Inactive over the winter of 1909–1910, Grampus began her annual lobster collection duties in April 1910. She conducted her routine fish-culture work during fiscal year 1911 (1 July 1910-30 June 1911) and fiscal year 1912 (1 July 1911–30 June 1912). In July and August 1912, she explored the oceanography of the Gulf of Maine to determine the physical and biological conditions governing the distribution of fish food and young fishes. In the summer of 1913 she studied the oceanography of waters from the Gulf of Maine to the Virginia Capes, discovering previously unknown scallop beds. In late 1913 and early 1914, she provided living quarters for personnel collecting pollock spawn. In the summer of 1914, she conducted oceanographic work from the Gulf of Maine to Nantucket, then was laid up over the winter of 1914–1915. She resumed her oceanographic work in the Gulf of Maine on 4 May 1915, continuing it until 27 October 1915. She was laid up for the winter of 1915–1916.

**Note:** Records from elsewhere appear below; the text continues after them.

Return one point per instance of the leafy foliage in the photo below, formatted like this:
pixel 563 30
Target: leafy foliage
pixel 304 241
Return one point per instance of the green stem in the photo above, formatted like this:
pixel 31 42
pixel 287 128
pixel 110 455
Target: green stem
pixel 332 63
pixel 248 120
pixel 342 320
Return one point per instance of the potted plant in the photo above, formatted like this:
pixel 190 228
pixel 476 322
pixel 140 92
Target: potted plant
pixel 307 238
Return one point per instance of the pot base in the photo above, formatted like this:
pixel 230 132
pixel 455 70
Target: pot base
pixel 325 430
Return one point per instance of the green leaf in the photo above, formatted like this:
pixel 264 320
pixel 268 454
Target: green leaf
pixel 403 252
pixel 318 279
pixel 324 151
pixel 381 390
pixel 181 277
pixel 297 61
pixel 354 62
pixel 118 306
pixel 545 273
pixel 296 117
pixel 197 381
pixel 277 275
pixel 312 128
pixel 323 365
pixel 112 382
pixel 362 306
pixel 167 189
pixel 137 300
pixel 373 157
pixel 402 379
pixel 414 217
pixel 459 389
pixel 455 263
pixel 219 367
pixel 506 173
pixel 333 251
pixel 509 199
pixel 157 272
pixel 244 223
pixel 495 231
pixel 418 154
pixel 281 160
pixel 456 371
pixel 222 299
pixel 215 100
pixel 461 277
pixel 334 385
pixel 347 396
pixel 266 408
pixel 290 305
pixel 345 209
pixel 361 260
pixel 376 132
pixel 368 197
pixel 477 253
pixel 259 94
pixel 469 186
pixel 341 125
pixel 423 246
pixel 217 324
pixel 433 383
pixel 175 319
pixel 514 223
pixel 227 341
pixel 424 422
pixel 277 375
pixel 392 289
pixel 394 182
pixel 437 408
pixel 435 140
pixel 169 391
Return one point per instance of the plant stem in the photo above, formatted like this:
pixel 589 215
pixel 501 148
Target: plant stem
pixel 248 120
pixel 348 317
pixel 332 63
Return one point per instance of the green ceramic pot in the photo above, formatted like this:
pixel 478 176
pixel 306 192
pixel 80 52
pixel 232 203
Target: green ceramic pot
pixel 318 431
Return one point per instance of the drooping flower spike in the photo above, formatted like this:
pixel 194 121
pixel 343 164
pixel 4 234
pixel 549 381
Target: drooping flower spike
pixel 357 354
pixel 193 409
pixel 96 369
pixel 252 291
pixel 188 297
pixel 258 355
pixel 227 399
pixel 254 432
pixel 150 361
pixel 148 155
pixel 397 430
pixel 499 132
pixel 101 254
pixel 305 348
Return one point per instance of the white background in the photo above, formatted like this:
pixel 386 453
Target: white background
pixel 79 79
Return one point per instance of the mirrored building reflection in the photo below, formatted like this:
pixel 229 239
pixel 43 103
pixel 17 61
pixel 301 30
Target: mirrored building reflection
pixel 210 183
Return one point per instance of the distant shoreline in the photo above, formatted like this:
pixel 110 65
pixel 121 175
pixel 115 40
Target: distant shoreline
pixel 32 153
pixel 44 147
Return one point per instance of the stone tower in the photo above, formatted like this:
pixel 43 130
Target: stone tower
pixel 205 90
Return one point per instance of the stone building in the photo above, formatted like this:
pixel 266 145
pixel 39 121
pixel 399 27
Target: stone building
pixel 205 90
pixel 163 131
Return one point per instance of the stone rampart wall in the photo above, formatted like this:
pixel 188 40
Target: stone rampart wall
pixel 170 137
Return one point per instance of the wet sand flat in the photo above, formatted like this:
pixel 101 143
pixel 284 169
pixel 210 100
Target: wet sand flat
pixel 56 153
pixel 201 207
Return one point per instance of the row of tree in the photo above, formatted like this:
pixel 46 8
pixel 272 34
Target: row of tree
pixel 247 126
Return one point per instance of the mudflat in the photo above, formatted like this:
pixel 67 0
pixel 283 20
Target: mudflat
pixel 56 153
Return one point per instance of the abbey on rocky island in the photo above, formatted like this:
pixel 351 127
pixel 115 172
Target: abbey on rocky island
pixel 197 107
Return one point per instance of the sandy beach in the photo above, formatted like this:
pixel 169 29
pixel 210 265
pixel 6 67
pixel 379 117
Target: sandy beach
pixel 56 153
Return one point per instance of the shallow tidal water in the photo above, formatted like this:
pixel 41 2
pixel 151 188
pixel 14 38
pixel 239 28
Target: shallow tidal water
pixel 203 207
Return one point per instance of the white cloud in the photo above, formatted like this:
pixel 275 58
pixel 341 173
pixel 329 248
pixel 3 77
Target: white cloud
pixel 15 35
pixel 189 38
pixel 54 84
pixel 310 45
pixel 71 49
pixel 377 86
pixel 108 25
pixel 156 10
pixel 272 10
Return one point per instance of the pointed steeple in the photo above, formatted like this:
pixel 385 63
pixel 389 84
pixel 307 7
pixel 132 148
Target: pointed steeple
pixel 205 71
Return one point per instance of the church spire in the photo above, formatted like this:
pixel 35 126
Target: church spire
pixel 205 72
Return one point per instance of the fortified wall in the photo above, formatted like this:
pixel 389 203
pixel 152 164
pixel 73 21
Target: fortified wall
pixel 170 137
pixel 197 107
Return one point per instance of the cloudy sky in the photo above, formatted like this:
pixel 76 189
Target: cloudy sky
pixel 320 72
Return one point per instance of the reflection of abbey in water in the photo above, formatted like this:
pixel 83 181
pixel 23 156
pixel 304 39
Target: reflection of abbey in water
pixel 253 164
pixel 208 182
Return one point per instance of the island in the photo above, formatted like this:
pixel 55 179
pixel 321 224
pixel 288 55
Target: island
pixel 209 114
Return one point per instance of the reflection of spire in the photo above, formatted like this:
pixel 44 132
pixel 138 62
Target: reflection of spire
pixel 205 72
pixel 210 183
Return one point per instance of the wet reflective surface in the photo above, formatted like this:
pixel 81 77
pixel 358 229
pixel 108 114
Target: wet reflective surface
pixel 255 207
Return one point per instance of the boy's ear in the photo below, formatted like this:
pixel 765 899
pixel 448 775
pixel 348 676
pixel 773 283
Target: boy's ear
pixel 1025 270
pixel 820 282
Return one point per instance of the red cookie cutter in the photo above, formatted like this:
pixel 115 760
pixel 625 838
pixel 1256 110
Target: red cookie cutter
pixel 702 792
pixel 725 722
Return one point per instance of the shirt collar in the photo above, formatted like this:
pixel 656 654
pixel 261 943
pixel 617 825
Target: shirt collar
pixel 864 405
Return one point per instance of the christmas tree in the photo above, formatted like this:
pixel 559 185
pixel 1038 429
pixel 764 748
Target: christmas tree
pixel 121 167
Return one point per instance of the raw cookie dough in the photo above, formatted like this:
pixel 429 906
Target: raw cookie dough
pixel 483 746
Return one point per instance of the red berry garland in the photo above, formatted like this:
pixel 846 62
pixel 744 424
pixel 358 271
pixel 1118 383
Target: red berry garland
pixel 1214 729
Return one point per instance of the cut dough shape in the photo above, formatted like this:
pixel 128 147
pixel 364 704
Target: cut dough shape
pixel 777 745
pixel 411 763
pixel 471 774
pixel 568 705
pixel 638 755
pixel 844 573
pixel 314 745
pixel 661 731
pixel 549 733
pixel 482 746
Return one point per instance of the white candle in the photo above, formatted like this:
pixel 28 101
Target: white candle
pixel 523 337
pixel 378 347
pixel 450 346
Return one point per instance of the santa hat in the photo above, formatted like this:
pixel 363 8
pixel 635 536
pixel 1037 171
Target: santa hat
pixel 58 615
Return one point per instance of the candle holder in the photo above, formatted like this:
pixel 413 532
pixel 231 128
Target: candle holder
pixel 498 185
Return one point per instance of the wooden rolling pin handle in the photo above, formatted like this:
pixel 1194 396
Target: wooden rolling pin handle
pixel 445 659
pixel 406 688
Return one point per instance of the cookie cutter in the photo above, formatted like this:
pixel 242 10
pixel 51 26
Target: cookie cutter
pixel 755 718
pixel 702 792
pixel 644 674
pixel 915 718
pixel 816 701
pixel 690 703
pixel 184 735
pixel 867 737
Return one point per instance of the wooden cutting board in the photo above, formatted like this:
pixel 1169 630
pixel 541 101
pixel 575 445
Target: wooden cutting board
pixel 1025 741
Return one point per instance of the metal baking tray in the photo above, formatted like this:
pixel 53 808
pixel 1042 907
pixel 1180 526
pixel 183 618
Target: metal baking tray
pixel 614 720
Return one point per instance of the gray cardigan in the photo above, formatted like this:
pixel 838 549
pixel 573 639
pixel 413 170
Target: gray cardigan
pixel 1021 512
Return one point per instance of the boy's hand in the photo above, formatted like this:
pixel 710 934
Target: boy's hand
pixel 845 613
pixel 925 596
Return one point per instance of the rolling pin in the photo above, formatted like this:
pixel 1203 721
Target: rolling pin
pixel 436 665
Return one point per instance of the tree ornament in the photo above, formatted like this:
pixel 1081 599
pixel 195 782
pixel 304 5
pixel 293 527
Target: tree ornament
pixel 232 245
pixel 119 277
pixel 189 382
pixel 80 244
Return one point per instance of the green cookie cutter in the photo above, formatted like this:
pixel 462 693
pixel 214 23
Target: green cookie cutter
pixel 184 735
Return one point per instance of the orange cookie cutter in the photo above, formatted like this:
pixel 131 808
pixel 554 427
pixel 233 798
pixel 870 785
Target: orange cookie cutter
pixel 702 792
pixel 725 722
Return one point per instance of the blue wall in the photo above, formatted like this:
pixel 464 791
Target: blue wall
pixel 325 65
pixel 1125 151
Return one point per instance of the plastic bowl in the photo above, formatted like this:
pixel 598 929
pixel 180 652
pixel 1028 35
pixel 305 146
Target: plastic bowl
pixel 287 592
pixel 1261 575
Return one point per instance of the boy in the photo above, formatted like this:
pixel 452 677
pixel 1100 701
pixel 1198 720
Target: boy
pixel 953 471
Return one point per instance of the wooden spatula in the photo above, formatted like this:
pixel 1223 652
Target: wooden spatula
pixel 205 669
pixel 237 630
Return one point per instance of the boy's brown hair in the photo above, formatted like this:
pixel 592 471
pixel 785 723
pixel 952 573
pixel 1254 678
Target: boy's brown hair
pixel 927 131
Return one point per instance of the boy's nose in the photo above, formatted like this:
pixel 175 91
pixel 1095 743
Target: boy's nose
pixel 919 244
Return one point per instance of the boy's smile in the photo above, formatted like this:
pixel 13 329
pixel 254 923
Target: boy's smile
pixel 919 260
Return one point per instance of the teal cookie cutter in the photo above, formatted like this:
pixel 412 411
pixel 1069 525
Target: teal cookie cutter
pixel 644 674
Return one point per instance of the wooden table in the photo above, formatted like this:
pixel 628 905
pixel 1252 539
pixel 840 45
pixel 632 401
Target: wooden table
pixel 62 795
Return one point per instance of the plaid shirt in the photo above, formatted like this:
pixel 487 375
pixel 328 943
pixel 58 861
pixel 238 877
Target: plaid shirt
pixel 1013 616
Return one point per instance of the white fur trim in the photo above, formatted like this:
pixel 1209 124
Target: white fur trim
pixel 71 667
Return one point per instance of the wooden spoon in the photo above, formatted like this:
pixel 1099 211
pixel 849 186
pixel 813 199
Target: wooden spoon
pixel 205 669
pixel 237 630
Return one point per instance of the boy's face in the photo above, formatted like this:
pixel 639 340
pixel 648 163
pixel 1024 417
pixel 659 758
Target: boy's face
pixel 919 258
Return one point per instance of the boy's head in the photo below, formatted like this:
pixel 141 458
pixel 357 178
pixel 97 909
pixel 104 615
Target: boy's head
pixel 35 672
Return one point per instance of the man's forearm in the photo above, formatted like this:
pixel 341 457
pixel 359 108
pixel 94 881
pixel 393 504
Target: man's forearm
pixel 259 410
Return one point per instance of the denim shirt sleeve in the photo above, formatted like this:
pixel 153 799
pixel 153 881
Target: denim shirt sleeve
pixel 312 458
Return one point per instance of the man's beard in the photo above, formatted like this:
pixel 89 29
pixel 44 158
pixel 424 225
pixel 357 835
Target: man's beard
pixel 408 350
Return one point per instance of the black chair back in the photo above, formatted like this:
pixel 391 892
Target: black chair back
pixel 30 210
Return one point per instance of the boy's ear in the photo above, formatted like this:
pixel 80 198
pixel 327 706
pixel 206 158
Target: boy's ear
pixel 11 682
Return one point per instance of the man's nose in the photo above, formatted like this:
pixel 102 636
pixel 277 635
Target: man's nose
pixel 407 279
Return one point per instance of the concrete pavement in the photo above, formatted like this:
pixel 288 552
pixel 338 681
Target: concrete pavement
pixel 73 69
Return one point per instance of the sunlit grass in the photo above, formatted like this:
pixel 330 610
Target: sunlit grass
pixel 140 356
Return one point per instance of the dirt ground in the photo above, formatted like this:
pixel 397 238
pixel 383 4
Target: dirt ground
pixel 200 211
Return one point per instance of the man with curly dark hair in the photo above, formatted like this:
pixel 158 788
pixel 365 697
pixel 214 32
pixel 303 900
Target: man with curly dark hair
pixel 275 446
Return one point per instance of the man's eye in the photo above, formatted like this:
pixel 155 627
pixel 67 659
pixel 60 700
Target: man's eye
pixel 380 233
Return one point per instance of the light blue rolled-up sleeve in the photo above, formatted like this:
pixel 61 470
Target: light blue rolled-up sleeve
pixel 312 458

From 18 July 1916 to 24 April 1917, Grampus conducted her final scientific work for the Bureau of Fisheries, with oceanographic and other investigations off the U.S. East Coast and fishery investigations in the Gulf of Mexico. Early in the winter of 1916–1917, she investigated banks near Cape Fear, North Carolina, whose productivity were unknown to fishermen; she was hampered by storms and was able to study only two of the potential fishing grounds, but found one to be a good site to fish for sea bass or blackfish and the other productive for drifting fishing vessels. Later in the winter she moved on to the Gulf of Mexico, where she overcame interruptions by fog and storms to study the shrimp fishery there. In her otter trawl, she found shrimp in abundance off Mobile Bay on the coast of Alabama, on the southeast side of Ship Island on the coast of Mississippi, and southeast of Barataria Pass on the coast of Louisiana. Wrapping up her Gulf of Mexico work, she reached Washington, D.C., in April 1917, then proceeded to Gloucester.

==Disposal==
After Grampus returned to Gloucester in 1917, major defects were found in her hull that would require considerable expense to repair. Deeming her of obsolete design, no longer suited to its needs, and not worth repairing, the Bureau of Fisheries condemned and sold her in 1918.

==In popular culture==

A claim that Rudyard Kipling used Grampus as the model for the fictional fishing schooner We′re Here in his 1897 novel Captains Courageous is unproven.